Forward-looking statements include, receipt of regulatory approval, statements on the proposed use of proceeds; completion of financing on terms proposed; the ability to raise additional funds as required; the development potential and timetable of the Company’s properties and minerals; the current and future price of minerals the Company explores; the estimated size of mineral deposits on the Company’s properties; the realization of those mineral deposit estimates; the timing and amount of estimated future exploration, development and production; costs of future exploration, development and production activities; success of exploration activities; government regulatory matters; discussion of political and environmental risks.
Forward-looking statements are based on the opinions and estimates of management of the Company. Forward-looking statements are subject to known and unknown risks that may cause actual results to be materially different from stated opinions and estimates of management.  Some of the Company’s more material risks are: availability and timing of external financing; unexpected events and delays during exploration; receipt of government and stock exchange approvals; results of current exploration activities; future price of minerals; political risks in the locations of the Company’s properties; appreciation/depreciation of foreign currencies relative to the United States Dollar (the Company’s functional currency) and other risks inherent in the mining and exploration industry. 

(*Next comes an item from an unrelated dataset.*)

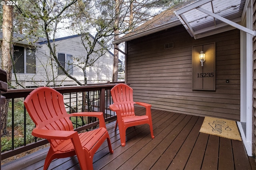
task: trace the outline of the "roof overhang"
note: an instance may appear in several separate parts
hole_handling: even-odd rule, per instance
[[[174,27],[175,26],[181,24],[181,23],[180,23],[180,20],[176,20],[173,22],[170,22],[165,24],[163,24],[162,25],[158,26],[157,27],[154,27],[154,28],[148,29],[146,31],[142,31],[141,32],[140,32],[138,33],[129,36],[124,36],[122,37],[121,37],[118,39],[117,39],[116,40],[112,42],[112,43],[113,44],[120,44],[123,42],[127,41],[128,41],[135,39],[140,37],[147,35],[152,33],[171,28],[172,27]]]
[[[175,12],[195,39],[237,28],[253,36],[256,31],[238,23],[242,21],[245,0],[200,0]]]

This press release does not constitute an offer to sell or a solicitation of an offer to sell any of the securities in the United States. The securities have not been and will not be registered under the United States Securities Act of 1933, as amended (the "U.S. Securities Act") or any state securities laws and may not be offered or sold within the United States or to U.S. Persons unless registered under the U.S. Securities Act and applicable state securities laws or an exemption from such registration is available.